It wasn’t until later in my life when I was in my mid-thirties that I began to look at my mother more critically. I began to see her as a puppeteer pulling the strings of my young developing mind.
Early on, I was conditioned for two things. One, not to show emotion and two, to only think about what pleased my mother or father and their plan for me.
The frequent punishment from my dad was often a surprise. A quick, painful knuckle rap on the top of my head would leave me instantly distressed and fearful as I fought tears, while I was told sternly, “Don’t you dare cry.”
Whippings were scheduled hours in advance as if to increase the torture with anticipation. Then he hit me, one strike at a time, telling me, “Don’t you dare cry,” ironically, beating me until I did.
My mother would often stand there encouraging me to cry. I fought it and held it in. Eventually it became a game of wills where I would defiantly fight my tears from falling, always to lose in the long run.
Jane
I stood outside Jane’s family home, watching as her father drove away for the last time. Jane was perched in the back seat, her body leaning out the open window. She held onto the car door, staring at me with tears rolling down her face as she waved goodbye, my own tears flowing freely. As the car turned the corner and drove out of sight, uncontrollable sobs escaped from my chest. My best friend had moved away.

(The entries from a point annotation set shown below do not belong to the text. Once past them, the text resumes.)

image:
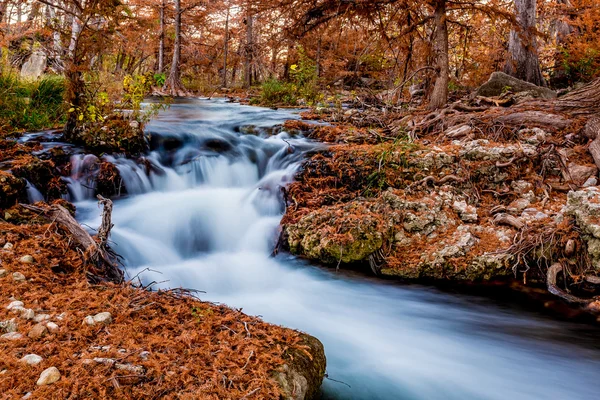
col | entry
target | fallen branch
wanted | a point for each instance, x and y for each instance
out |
(98, 254)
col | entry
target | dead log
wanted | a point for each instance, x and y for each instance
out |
(101, 259)
(555, 290)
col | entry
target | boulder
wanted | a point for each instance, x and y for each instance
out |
(301, 376)
(500, 82)
(35, 65)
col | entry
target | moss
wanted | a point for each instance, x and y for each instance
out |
(12, 190)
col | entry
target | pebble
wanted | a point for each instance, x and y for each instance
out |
(41, 317)
(27, 313)
(48, 376)
(8, 326)
(37, 332)
(15, 305)
(12, 336)
(17, 276)
(103, 318)
(31, 359)
(27, 259)
(52, 327)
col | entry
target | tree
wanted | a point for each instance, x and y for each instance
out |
(523, 62)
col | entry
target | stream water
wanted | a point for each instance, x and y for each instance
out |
(206, 217)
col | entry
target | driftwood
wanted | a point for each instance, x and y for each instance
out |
(555, 290)
(97, 253)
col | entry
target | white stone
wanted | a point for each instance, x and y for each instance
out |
(31, 359)
(103, 318)
(11, 336)
(41, 317)
(15, 305)
(52, 327)
(8, 326)
(19, 277)
(592, 181)
(27, 259)
(27, 313)
(48, 376)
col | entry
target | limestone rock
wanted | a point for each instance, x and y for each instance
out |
(500, 82)
(35, 65)
(27, 259)
(103, 318)
(12, 336)
(37, 332)
(18, 277)
(48, 376)
(302, 374)
(16, 304)
(8, 326)
(52, 327)
(31, 359)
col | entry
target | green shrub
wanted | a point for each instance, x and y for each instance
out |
(30, 105)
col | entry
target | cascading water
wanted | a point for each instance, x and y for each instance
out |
(203, 213)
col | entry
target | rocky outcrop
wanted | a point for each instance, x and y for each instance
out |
(500, 83)
(301, 376)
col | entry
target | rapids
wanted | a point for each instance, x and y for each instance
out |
(206, 217)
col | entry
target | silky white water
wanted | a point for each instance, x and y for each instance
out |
(206, 217)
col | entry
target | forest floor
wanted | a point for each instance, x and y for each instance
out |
(478, 193)
(57, 340)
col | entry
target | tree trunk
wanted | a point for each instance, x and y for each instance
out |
(161, 45)
(249, 49)
(584, 101)
(523, 62)
(173, 84)
(439, 96)
(226, 49)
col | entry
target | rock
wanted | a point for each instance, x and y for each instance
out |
(459, 131)
(18, 277)
(41, 317)
(579, 174)
(8, 326)
(31, 359)
(27, 259)
(302, 374)
(12, 336)
(37, 332)
(52, 327)
(27, 313)
(15, 305)
(35, 65)
(466, 212)
(500, 82)
(48, 376)
(103, 318)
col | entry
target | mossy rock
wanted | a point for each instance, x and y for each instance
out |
(12, 190)
(301, 376)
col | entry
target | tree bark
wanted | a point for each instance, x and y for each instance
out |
(173, 84)
(226, 48)
(249, 49)
(439, 96)
(161, 45)
(523, 62)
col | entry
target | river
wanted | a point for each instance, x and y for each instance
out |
(207, 217)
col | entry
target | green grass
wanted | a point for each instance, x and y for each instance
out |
(30, 105)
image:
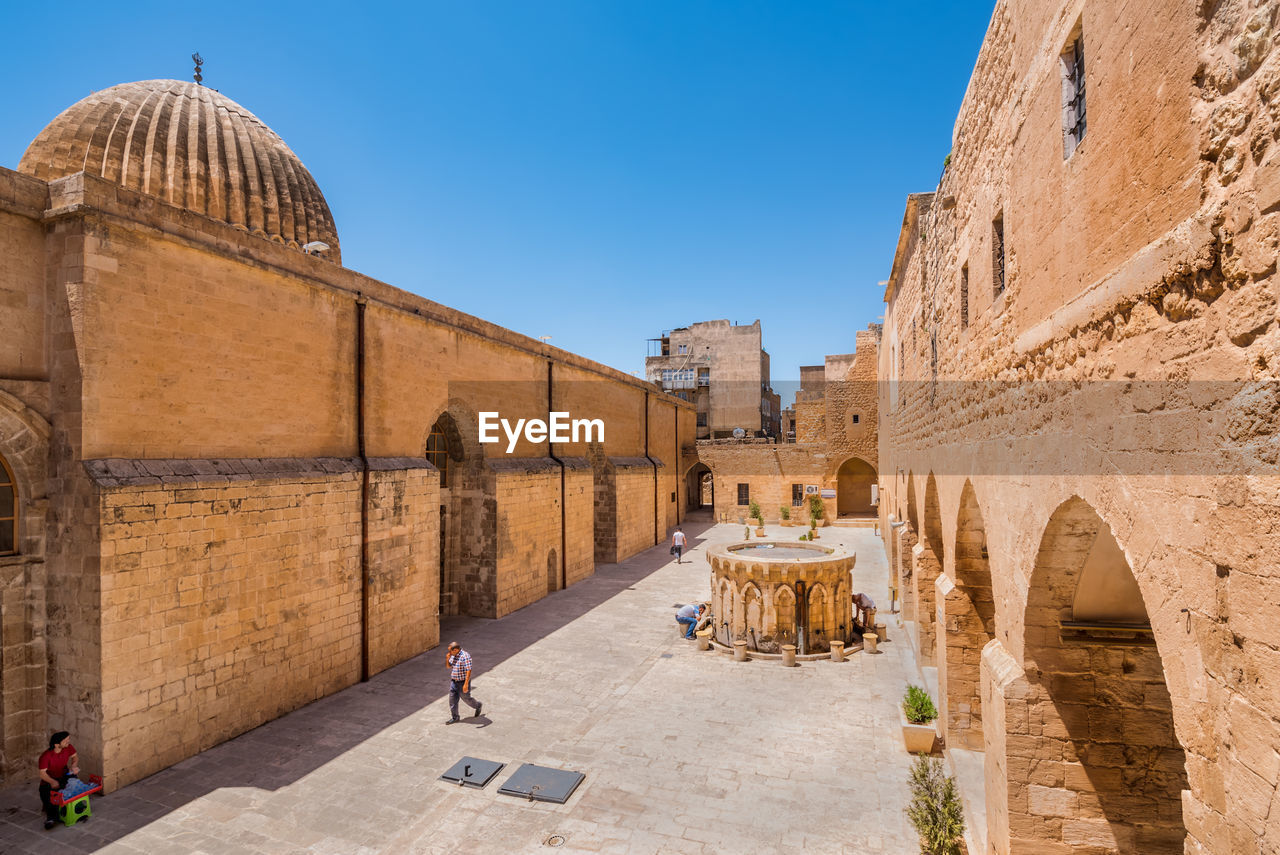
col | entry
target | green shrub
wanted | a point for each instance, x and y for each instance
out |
(935, 809)
(918, 705)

Jane had a deep nasal twang when she talked while a high-pitched noise formed her words. She was super cute, the pretty little blonde girl who sounded like a cartoon character. I was the smallest kid in my class, so small that I could not keep up with the boys my age in terms of power and strength. Gravitating toward the girls, they quickly became my best friends. I played whatever they wanted. Most of the time, it was dolls.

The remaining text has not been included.